Nach der Coronakrise wird der internationale Tourismus dieses Jahr wohl fast wieder sein altes Niveau erreichen. Es stellt sich daher die Frage: Wie können Wirtschaft und Gesellschaft vom Reisen profitieren, wenn der Kampf gegen den Klimawandel immer wichtiger wird?
4. Oktober 2023
Chris Iggo - Foto: © AXA IM

Nach der Coronakrise wird der internationale Tourismus dieses Jahr wohl fast wieder sein altes Niveau erreichen. Es stellt sich daher die Frage: Wie können Wirtschaft und Gesellschaft vom Reisen profitieren, wenn der Kampf gegen den Klimawandel immer wichtiger wird?

Die Antwort ist die Dekarbonisierung von Transport und Reisen. Doch so selbstverständlich das scheint, so kompliziert ist es in der Praxis. Die Entwicklung hat aber bereits begonnen und stellt interessante Anlagechancen in Aussicht, jetzt und in Zukunft.
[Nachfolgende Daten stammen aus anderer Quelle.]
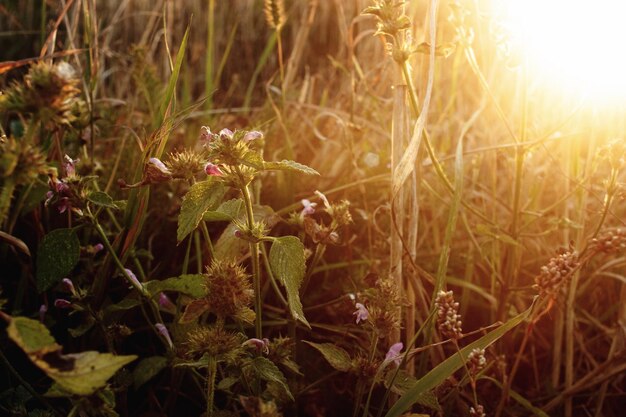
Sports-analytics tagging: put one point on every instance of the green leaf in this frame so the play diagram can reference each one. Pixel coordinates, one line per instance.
(190, 284)
(84, 373)
(102, 199)
(337, 357)
(147, 369)
(31, 335)
(201, 197)
(227, 211)
(288, 265)
(404, 381)
(446, 368)
(268, 371)
(78, 373)
(57, 255)
(287, 165)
Allein der Sektor Reisen und Tourismus hat letztes Jahr 7,6 Prozent zum Welt-BIP beigetragen und 22 Millionen neue Stellen geschaffen.

Auf Reisen und Tourismus entfallen aber auch – je nach Schätzung – acht bis elf Prozent der weltweiten CO2-Emissionen, und es ist so gut wie sicher, dass der Anteil weiter steigt. Man rechnet damit, dass 2030 85 Prozent mehr gereist wird als 2016. Den größten Anteil an den CO2-Emissionen des Transportsektors haben PKW, gefolgt von mittelschweren und schweren LKW und der Schifffahrt. Nur ein Bruchteil der Emissionen entfallen auf die Bahn.

CO2-arme Treibstoffe

Flugzeuge sind das CO2-intensivste Verkehrsmittel: Man schätzt, dass die Luftfahrt etwa fünf Prozent Anteil an der Erderwärmung hat. Deshalb sollte in Firmen investiert werden, die sich ernsthaft um Klimaschutz bemühen. Die Dekarbonisierung der Luftfahrt ist sehr komplex. Experten nehmen aber alles unter die Lupe, von Treibstoffen und der Flugzeugproduktion bis hin zur Konstruktion von Flugzeugen und Flughäfen.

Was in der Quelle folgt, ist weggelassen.